You can change or delete the photo on your avatar at any time.

Change login (email)

You can change your email (login) at any time. To change your email, you need to confirm your password. The change will take place only after clicking on the confirmation link that will be sent to the new email. A notification email will also be sent to the current email about the change of email.

Sometimes a situation arises when a user accidentally or by mistake creates a second account in the Schrift using his second email, and then wants to replace the email in his first account with the email from the 2nd (actually unnecessary) account.

The system supports such an action. To do this, you need to log in to the 2nd account and mark it for deletion. After that, you will be able to use the email from the 2nd account as a login for the 1st account.

Change or reset your password

To change your password, enter your current password, then the new password, and save. If you are logged in but have forgotten your password and want to reset it, in your account settings, click Change password and follow the steps to reset it.

To recover your account password if you have not logged in, go to the login page and click Reset password?

To change your password, you will need access to your account email.

If the user has logged into the system only with a Google or Apple account, that is, they have not created a password for authorisation by email and password. You can create a password using the Reset password action (password recovery). After that, click on the corresponding link from the email sent to the user's email from the system and come up with a password for the account.

Switch between companies

The user can create many companies (up to 5 free ones), as well as have access to many other companies.

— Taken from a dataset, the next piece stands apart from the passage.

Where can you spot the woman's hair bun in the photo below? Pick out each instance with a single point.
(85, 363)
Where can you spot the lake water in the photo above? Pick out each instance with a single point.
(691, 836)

You can switch between companies in which the user is an employee from the list of companies from the interface of one of the companies or from the user's account.

Delete user account

User can delete his/her account at any time.

If the user is the sole owner of any company that also employs other users, the system will ask you to transfer the owner role to another position or delete the company before deleting the user's account.

After the account has been deleted, the user has another 2 weeks to restore it if the deletion was made by mistake or the user changed their mind. To restore an account during this period, it is enough to log in again. After the final deletion, it will be impossible to restore the account.